Jack Ryan: Shadow Recruit is a 2014 American action thriller film based on the character Jack Ryan created by author Tom Clancy. It is the fifth film in the Jack Ryan series and the second reboot thereof. Unlike its predecessors, it is not an adaptation of a particular Clancy novel, but rather an original story. Chris Pine stars in the title role, becoming the fourth actor to play Ryan, following Alec Baldwin, Harrison Ford, and Ben Affleck. The film is directed by Kenneth Branagh, who also stars alongside Kevin Costner, and Keira Knightley.

The original screenplay was written by Adam Cozand and David Koepp. The film was produced by Mace Neufeld, Lorenzo di Bonaventura, David Barron and Mark Vahradian, with David Ellison, Dana Goldberg, Paul Schwake and Tommy Harper as executive producers. The film score was composed by Patrick Doyle.

The film was released in the United States on January 17, 2014. It grossed over $130 million and was met with mixed critical reviews. It is dedicated to Clancy, who died on October 1, 2013.

Plot
After the September 11 attacks, Jack Ryan, studying at the London School of Economics, becomes a U.S. Marine officer serving in Afghanistan, until his spine is critically injured while saving two of his fellow Marines when his helicopter is shot down. During a lengthy recovery back in the United States, he meets Cathy Muller, a medical student helping him to recover. Later, Thomas Harper, a veteran CIA official, recruits Jack.

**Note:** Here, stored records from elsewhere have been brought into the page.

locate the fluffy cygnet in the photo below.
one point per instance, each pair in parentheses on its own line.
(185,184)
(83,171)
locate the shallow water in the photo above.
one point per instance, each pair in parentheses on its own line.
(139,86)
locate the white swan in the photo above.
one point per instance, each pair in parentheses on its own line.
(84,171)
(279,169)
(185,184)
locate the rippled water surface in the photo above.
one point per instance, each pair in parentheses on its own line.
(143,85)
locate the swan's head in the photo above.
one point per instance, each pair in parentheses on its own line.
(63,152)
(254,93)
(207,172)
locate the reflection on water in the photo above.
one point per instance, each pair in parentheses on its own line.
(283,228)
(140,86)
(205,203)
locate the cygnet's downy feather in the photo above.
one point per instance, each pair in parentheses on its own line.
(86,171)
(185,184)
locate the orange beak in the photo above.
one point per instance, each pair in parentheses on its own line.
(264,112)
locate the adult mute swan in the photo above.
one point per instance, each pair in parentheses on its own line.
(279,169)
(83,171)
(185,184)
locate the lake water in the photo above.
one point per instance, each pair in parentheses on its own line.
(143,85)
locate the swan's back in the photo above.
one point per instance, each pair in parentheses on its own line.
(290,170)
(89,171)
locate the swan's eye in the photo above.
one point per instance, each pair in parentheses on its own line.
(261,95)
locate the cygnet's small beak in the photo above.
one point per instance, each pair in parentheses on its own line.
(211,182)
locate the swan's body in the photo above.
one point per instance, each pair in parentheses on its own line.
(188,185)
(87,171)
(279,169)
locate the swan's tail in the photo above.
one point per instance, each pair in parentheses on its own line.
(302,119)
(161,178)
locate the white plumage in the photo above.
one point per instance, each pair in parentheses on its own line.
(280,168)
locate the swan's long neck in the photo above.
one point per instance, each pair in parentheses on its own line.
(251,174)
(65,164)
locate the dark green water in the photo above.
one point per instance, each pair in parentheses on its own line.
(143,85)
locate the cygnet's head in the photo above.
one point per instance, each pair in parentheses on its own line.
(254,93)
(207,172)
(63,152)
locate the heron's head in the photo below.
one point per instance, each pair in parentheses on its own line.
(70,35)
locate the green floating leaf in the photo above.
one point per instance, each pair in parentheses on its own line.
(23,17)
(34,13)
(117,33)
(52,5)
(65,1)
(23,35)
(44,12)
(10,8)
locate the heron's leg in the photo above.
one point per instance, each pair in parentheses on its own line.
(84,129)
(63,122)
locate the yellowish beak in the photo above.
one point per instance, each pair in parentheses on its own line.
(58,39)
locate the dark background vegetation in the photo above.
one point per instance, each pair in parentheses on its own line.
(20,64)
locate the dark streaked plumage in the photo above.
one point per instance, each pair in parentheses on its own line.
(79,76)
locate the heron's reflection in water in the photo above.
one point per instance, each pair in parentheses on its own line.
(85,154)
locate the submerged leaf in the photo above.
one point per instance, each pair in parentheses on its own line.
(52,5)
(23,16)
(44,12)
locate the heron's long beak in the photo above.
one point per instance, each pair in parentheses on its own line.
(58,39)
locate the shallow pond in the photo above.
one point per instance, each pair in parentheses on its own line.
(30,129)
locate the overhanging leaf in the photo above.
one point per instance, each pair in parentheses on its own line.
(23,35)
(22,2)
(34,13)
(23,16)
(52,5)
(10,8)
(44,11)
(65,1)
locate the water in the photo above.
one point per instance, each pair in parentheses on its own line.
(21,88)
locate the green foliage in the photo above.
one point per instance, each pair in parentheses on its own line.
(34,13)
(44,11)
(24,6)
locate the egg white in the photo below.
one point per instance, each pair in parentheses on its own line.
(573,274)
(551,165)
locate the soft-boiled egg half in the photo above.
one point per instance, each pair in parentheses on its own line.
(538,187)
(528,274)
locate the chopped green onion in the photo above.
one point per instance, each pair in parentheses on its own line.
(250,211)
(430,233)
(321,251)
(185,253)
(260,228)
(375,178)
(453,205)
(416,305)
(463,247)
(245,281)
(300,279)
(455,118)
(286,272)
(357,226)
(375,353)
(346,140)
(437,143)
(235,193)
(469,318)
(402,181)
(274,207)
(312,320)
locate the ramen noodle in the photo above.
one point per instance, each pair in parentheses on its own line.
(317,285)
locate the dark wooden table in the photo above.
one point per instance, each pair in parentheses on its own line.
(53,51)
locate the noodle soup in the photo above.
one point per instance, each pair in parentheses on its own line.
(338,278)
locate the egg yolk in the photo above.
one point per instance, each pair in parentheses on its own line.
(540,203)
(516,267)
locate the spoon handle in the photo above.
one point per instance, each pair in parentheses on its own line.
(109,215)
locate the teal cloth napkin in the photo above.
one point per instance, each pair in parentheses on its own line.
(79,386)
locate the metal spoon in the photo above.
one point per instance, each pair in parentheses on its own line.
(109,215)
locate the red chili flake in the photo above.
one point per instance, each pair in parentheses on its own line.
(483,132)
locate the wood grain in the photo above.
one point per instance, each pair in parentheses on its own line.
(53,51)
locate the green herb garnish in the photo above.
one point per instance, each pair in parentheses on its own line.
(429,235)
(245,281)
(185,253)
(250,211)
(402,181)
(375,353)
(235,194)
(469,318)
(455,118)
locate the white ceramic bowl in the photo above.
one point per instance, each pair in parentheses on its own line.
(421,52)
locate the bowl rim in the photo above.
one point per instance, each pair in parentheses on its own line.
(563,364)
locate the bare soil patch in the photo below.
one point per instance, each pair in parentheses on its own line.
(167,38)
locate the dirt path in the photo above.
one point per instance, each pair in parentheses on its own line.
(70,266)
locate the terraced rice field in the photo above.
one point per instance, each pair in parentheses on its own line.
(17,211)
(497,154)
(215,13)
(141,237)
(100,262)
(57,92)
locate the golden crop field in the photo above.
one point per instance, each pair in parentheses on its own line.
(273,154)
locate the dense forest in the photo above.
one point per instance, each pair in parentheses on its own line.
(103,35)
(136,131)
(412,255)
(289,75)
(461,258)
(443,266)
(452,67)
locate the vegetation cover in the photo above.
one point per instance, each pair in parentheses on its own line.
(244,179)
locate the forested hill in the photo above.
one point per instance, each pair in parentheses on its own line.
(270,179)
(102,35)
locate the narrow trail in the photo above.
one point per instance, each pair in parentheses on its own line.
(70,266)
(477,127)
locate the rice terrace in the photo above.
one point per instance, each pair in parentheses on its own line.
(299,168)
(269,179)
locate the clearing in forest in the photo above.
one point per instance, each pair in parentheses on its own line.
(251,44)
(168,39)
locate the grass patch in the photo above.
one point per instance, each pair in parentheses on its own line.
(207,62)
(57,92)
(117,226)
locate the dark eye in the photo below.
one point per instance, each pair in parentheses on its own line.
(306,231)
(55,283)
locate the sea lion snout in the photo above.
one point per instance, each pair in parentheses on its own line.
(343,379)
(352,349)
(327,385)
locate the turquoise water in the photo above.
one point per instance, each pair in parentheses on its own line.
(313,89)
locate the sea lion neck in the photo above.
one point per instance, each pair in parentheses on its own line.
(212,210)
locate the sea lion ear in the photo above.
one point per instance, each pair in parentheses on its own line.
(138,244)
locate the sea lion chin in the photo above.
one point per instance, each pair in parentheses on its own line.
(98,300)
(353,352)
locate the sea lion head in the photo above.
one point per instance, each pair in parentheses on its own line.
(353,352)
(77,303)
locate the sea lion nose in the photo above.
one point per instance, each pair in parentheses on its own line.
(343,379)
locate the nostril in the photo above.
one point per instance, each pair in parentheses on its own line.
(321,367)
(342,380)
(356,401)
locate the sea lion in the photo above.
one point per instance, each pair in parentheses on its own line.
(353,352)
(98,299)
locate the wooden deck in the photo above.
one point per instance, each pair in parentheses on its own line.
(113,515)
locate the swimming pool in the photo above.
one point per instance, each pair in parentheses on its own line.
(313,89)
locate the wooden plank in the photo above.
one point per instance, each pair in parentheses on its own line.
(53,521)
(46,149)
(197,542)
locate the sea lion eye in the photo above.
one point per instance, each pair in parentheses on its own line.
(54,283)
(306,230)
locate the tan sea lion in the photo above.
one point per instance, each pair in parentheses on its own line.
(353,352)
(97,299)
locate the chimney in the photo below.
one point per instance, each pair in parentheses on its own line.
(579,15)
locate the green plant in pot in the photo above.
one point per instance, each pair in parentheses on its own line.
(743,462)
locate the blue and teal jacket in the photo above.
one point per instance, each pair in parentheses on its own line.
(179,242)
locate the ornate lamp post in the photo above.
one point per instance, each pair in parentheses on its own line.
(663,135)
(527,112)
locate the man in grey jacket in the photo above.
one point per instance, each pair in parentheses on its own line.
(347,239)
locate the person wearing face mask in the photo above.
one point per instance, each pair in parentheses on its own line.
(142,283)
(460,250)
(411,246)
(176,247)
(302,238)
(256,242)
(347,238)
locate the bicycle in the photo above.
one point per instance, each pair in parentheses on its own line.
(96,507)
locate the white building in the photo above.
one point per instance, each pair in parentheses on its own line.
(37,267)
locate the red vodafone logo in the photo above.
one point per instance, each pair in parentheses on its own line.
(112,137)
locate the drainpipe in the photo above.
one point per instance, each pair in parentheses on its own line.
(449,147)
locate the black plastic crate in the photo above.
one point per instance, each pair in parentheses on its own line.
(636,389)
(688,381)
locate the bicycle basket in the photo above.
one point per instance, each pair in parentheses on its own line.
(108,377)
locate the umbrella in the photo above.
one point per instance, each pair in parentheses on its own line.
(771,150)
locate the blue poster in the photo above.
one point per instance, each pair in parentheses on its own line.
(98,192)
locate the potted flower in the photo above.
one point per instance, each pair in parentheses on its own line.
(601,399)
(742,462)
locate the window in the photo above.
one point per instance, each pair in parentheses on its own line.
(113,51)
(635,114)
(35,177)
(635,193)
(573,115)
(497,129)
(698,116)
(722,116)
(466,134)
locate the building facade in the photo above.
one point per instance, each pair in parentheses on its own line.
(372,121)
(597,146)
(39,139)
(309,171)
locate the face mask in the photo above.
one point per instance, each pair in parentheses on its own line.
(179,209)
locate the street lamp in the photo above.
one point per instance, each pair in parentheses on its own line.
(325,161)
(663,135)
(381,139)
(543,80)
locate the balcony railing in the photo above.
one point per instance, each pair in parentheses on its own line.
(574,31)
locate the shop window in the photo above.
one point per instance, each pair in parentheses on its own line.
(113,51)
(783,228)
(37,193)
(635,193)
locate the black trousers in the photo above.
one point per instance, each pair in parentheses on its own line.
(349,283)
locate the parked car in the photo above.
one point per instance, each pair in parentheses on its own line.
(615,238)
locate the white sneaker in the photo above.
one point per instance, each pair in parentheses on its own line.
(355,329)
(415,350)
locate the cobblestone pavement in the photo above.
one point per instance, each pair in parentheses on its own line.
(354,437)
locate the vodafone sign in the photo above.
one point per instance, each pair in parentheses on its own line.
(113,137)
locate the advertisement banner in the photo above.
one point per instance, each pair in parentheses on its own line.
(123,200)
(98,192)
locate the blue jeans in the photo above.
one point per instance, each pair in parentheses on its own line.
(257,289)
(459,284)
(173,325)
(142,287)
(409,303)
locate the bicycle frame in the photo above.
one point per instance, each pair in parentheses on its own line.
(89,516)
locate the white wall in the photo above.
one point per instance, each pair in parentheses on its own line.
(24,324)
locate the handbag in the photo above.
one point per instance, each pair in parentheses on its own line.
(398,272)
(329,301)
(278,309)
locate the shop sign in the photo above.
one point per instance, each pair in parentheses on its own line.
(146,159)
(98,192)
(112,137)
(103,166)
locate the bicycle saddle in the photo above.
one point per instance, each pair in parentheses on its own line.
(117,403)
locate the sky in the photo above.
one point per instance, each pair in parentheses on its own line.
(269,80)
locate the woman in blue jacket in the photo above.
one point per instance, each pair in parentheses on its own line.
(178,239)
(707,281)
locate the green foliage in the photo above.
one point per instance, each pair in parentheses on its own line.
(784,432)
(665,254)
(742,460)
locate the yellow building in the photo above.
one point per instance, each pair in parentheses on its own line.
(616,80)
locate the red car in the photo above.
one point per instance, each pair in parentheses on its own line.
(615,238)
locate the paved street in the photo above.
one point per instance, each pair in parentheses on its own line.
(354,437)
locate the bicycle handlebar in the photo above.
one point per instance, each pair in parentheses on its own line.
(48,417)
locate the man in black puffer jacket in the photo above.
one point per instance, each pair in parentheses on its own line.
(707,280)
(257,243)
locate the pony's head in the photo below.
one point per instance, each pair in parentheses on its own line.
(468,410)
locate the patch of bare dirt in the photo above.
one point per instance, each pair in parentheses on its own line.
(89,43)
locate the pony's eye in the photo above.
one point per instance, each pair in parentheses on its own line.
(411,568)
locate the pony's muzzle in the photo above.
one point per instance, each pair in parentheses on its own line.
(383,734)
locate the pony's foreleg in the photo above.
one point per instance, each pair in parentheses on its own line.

Ten years later, Ryan is working on Wall Street covertly for the CIA looking for suspicious financial transactions that indicate terrorist activity, while Muller is now his fiancée. When Russia loses a key vote before the United Nations and the markets do not respond as expected, Ryan discovers that billions of dollars possessed by Russian business interests, most of which belong directly or indirectly to Russian oligarch Viktor Cherevin, have disappeared.

Ryan's employer conducts business with one of Cherevin's businesses. When Ryan finds certain accounts inaccessible to him as an auditor, he uses it as a legitimate excuse to visit Moscow and investigate. After narrowly surviving an attempt on his life by an assassin posing as his bodyguard, Ryan contacts the CIA and is surprised that his backup is Harper. During their debrief at Staraya Square, Ryan explains how Cherevin's web of international investments make the United States vulnerable to complete financial collapse following a staged terrorist attack.

The next day, Ryan is met by Katya, who escorts him to Cherevin's office. At their meeting, he is told that the problem company and all its assets have just been sold, preventing an audit. Meanwhile, Muller suspects that Ryan is having an affair and flies to Moscow. Against protocol for unmarried couples, Ryan reveals his CIA employment to her. Improvising on the situation, Harper convinces Muller to help them infiltrate Cherevin's offices. Ryan and Muller meet Cherevin at an upscale restaurant across the street from the office. Ryan, who supposedly had too much to drink already before dinner, acts boorish and Muller suggests he "take a walk." Having obtained Cherevin's access card, Ryan enters Cherevin's office, where he downloads crucial files from the computer. While Muller remains with Cherevin distracting him with a variety of topics, she notices symptoms that reveal he has cirrhosis and asks him about it.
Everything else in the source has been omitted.